Greco says deeper cuts are needed to trim ‘excessive cost base’

Pensions Insight

Zurich chief executive Mario Greco has revealed how he will save $1.5bn by 2019.

The savings, starting next year, will eventually result in a trimming of 15% of the company’s cost base.

Speaking in the Financial Times, Greco said he would:

* Reduce the number of data centres from 70 to 8

* Not rule out job losses, although there would be natural attrition with a 12% staff turnover each year

* Run a tight ship, meaning there would be little spare cash for acquisitions. If a large deal comes along, shareholders could be asked to put their hands in their pockets

Greco said: “A company like Zurich does not have to chase top line growth ever. We should have targets for profits and loss ratios, but not for growth.”

A key goal is to maintain the dividend, which was 75% of payout to shareholders. Return on equity last year was just 6%, but the plans would boost it to 12%.

Analysts say Zurich has a 35% cost base against income compared to an average industry sector of 25%.

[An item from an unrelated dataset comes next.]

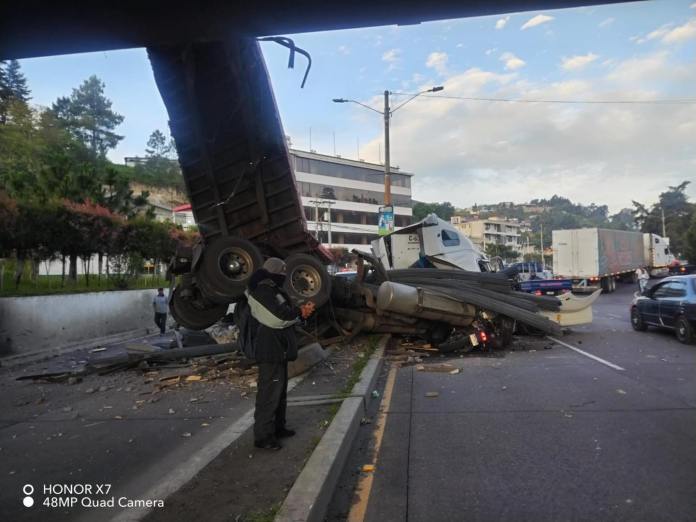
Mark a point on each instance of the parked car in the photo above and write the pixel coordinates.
(671, 303)
(683, 269)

The City rates Greco highly, having watched him whip his former company Generali into shape and they now expect him to do the same with Zurich.

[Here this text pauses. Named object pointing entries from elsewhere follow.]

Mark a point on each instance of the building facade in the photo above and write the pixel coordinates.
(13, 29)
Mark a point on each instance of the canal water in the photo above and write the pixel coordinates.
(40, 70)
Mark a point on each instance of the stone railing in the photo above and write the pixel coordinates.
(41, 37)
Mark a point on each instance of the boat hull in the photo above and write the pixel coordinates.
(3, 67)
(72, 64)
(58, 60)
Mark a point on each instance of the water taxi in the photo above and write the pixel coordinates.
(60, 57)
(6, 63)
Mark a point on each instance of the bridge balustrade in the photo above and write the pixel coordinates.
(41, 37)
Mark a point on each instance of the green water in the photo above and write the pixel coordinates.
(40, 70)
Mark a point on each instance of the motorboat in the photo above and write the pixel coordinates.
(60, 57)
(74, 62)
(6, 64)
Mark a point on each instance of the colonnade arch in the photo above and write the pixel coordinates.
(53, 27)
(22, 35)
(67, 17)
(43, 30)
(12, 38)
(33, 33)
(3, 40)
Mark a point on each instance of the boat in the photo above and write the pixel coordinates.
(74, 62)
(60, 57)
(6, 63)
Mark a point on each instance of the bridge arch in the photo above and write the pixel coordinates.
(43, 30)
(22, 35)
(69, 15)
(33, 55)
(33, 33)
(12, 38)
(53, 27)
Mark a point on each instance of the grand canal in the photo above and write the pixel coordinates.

Greco is likely to make SMEs a big focus for Zurich, a sector where the Swiss giant is underweight.

He’s also keen to reduce complexity in the business, having already revealed plans in June to streamline management.

Andy Hughes, analyst at Macquarie, said: “They do seem like stretching targets to me. The challenge is whether you believe they can do it, especially in soft market conditions.”